Demystifying Manifold Constraints in LLM Pre-training

TL;DR

This paper clarifies how explicit manifold constraints in LLM pre-training stabilize training and improve performance, using a novel Riemannian optimizer called MACRO.

Contribution

It introduces MACRO, a provably convergent Riemannian optimizer that disentangles manifold constraints from heuristic normalization techniques in LLM training.

Findings

Manifold constraints independently stabilize activation scales.

MACRO achieves competitive performance with theoretical guarantees.

Constraints enforce stable rotational equilibrium in weights.

Abstract

The empirical success of large language model (LLM) pre-training relies heavily on heuristic stabilization techniques, such as explicit normalization layers and weight decay.

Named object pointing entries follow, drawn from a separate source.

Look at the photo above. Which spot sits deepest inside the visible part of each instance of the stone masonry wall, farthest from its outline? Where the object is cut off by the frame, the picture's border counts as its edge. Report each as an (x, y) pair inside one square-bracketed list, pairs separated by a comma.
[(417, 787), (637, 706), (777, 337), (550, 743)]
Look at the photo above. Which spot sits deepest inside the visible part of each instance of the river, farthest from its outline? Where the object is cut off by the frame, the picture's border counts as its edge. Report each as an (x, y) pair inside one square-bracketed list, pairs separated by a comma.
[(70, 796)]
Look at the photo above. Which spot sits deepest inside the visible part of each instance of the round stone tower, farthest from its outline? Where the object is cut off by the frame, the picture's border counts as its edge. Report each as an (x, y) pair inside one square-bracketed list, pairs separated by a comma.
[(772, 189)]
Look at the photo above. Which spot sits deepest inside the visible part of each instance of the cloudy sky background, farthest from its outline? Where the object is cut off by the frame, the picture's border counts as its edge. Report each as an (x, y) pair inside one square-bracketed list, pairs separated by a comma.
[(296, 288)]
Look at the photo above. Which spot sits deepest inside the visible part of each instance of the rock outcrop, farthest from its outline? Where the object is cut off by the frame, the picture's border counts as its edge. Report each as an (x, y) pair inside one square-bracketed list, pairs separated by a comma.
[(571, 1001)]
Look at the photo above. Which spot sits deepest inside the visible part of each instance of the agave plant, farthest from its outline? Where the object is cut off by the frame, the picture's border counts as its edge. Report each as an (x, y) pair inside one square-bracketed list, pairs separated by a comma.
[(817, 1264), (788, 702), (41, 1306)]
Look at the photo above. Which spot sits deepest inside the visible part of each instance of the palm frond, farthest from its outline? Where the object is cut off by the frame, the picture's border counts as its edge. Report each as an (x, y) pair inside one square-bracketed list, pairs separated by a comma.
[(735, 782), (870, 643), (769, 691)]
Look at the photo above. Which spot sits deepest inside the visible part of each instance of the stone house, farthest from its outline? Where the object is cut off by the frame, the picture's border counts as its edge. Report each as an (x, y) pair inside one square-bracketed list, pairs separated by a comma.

While recent constrained optimization approaches that explicitly restrict weights may improve numerical stability and performance, the mechanism and motivation for adding constraints still remain elusive. This paper systematically demystifies the role of explicit manifold constraints in LLM pre-training. By introducing the Msign-Aligned Constrained Riemannian Optimizer (MACRO)-a provably convergent, single-loop optimization framework-our study disentangles weight regularization heuristics from interacting mechanisms like RMS normalization and decoupled weight decay. Theoretical analyses and comprehensive empirical evaluations reveal that manifold constraints independently bound forward activation scales and enforce stable rotational equilibrium, thereby subsuming the roles of these heuristic mechanisms. Evaluations on large-scale LLM architectures demonstrate that MACRO achieves highly competitive performance while rigorously preserving the theoretical guarantees of exact Riemannian optimization.